Who invented spaghetti?
The modern version of spaghetti comes from Italian innovation. But they were not the first people to make noodles.
There’s an apocryphal story that Marco Polo, while traveling in the 1300s, encountered dried noodles in China and brought them back to Italy. The Chinese have been making noodles since 3000 BCE, and there are records of their creation from as early as the 3rd century CE. That’s a lot of time to perfect the art of noodles, so it could make sense that Polo encountered them on his travels and brought them along. This story, however, is largely debunked.
It’s more likely Italians were introduced to a spaghetti predecessor that originated closer to home. Throughout the Mediterranean, from Greece to the Levant to Northern Africa, there are multiple accounts of a food called itrion/itrium/itriyya—flour and water combined, formed into strips, and dried. It is far more likely that Italian pasta evolved from this dish.
When was spaghetti invented?
Starting in the 13th century in Italy, there are literary references to several different kinds of pasta. Early precursors to things like ravioli, vermicelli, macaroni, and gnocchi pop up around this time and evolve throughout the Middle Ages and the Renaissance.
The first use of the word spaghetti didn’t come up until 1845. Known as “sparghetti” at the time, the word is a diminutive of the Italian word “spago,” which means thin cord.
Does this mean that spaghetti was the first pasta made into a long, thin shape? Probably not. This is just the first record of it. It’s possible it existed only as a regional variety before this larger expansion.
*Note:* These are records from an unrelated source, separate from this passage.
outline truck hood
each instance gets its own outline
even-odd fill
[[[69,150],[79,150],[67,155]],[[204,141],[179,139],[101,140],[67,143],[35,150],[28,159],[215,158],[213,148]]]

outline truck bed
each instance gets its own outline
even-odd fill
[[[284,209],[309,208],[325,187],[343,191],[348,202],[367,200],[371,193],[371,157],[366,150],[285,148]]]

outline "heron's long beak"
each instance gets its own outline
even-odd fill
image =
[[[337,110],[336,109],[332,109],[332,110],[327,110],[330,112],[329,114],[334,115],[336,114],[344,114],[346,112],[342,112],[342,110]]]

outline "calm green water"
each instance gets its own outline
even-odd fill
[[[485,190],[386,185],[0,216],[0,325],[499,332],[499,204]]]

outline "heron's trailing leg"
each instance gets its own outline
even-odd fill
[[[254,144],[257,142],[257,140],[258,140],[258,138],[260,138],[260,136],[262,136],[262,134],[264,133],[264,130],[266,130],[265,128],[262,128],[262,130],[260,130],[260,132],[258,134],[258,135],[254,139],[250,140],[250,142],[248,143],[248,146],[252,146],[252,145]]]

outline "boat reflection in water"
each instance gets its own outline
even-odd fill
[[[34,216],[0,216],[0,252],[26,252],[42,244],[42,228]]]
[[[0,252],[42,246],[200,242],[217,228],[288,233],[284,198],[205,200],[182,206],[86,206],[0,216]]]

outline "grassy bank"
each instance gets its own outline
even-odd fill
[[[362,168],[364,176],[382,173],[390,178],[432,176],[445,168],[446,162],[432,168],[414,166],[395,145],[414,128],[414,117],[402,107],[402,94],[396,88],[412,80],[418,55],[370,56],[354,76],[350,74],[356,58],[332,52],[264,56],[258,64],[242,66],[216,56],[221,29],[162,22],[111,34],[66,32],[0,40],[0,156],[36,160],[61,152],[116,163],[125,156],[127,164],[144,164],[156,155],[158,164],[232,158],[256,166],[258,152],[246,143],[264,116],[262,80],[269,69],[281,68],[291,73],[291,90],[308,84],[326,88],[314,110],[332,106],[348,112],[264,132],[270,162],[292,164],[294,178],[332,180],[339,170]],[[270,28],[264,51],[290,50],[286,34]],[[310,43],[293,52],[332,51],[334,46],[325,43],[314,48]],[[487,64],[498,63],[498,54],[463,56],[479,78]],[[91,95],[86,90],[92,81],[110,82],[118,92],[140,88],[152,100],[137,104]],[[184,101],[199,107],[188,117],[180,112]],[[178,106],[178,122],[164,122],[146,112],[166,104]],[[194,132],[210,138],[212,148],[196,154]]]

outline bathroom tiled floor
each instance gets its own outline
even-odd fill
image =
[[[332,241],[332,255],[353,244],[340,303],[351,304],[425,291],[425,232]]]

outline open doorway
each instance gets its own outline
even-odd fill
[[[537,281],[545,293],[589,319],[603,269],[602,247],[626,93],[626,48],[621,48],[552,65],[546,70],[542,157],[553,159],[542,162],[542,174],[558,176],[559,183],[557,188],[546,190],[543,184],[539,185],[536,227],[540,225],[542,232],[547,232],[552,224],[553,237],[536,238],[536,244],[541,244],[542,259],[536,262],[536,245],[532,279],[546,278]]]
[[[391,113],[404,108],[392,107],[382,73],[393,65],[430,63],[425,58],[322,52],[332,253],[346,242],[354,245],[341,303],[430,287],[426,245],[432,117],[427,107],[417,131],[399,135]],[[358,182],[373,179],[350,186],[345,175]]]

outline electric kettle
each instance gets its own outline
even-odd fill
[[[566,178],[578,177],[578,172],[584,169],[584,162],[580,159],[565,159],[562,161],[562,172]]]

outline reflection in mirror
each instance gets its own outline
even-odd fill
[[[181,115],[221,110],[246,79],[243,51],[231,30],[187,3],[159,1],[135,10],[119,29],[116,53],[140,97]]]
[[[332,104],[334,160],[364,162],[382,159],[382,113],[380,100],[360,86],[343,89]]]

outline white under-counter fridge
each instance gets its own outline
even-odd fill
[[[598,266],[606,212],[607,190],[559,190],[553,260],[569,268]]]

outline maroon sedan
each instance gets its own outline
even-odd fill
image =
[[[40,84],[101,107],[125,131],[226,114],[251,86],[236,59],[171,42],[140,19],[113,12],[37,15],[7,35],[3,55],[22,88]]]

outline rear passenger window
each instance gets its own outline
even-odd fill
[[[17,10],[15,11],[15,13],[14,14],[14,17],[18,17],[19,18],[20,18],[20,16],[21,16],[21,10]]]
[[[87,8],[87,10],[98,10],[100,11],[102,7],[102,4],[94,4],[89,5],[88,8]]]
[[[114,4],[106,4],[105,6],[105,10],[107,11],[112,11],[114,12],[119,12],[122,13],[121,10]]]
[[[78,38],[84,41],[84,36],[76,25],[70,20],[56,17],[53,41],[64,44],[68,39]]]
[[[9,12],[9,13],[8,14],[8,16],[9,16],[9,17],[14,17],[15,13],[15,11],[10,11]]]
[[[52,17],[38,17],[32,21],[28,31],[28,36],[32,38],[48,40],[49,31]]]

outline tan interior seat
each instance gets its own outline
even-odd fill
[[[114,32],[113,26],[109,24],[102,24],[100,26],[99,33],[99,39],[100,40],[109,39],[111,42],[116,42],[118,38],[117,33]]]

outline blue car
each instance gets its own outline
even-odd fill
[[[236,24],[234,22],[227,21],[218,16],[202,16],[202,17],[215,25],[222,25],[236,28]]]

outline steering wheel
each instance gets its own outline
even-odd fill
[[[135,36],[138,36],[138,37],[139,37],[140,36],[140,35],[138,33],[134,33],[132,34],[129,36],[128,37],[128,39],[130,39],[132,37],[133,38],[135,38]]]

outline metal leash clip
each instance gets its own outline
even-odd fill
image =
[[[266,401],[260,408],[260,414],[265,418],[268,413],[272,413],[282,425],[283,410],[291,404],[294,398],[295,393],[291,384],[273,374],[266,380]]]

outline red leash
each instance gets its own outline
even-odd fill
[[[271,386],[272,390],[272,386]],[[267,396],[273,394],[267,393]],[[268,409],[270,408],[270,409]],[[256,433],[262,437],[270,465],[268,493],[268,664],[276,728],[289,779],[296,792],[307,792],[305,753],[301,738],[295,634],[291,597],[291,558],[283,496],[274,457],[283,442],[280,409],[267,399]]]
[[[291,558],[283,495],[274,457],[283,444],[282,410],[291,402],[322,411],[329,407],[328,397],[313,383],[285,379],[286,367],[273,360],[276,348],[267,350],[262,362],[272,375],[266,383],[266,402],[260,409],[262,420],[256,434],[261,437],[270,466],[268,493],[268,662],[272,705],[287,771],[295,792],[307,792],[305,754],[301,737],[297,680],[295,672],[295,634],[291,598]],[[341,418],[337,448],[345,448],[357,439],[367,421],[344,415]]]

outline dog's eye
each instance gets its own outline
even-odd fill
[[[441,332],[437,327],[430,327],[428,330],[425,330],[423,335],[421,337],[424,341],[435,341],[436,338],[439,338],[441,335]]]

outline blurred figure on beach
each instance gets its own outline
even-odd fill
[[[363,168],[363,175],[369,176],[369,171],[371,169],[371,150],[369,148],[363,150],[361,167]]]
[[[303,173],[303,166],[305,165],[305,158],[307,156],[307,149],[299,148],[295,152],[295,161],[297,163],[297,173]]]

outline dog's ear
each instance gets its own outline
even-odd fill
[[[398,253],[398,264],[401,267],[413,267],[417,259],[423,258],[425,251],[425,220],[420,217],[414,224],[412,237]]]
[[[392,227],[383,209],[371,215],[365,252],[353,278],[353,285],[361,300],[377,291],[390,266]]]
Where was spaghetti invented?
As we have learned, it’s extremely difficult to nail down an exact location of origin. We do, however, know where the first commercial manufacturing of spaghetti occurred. In 1740 Venice, the first license for a pasta making factory was issued. From there, an entire industry was born. Pasta companies spread throughout Italy. By 1790, records of Italian tomato sauce were found. So, even throughout the long history of pasta, it’s possible that the spaghetti with tomato sauce dish we know now is only 230 years old. Proof that you don’t have to be old to be an icon.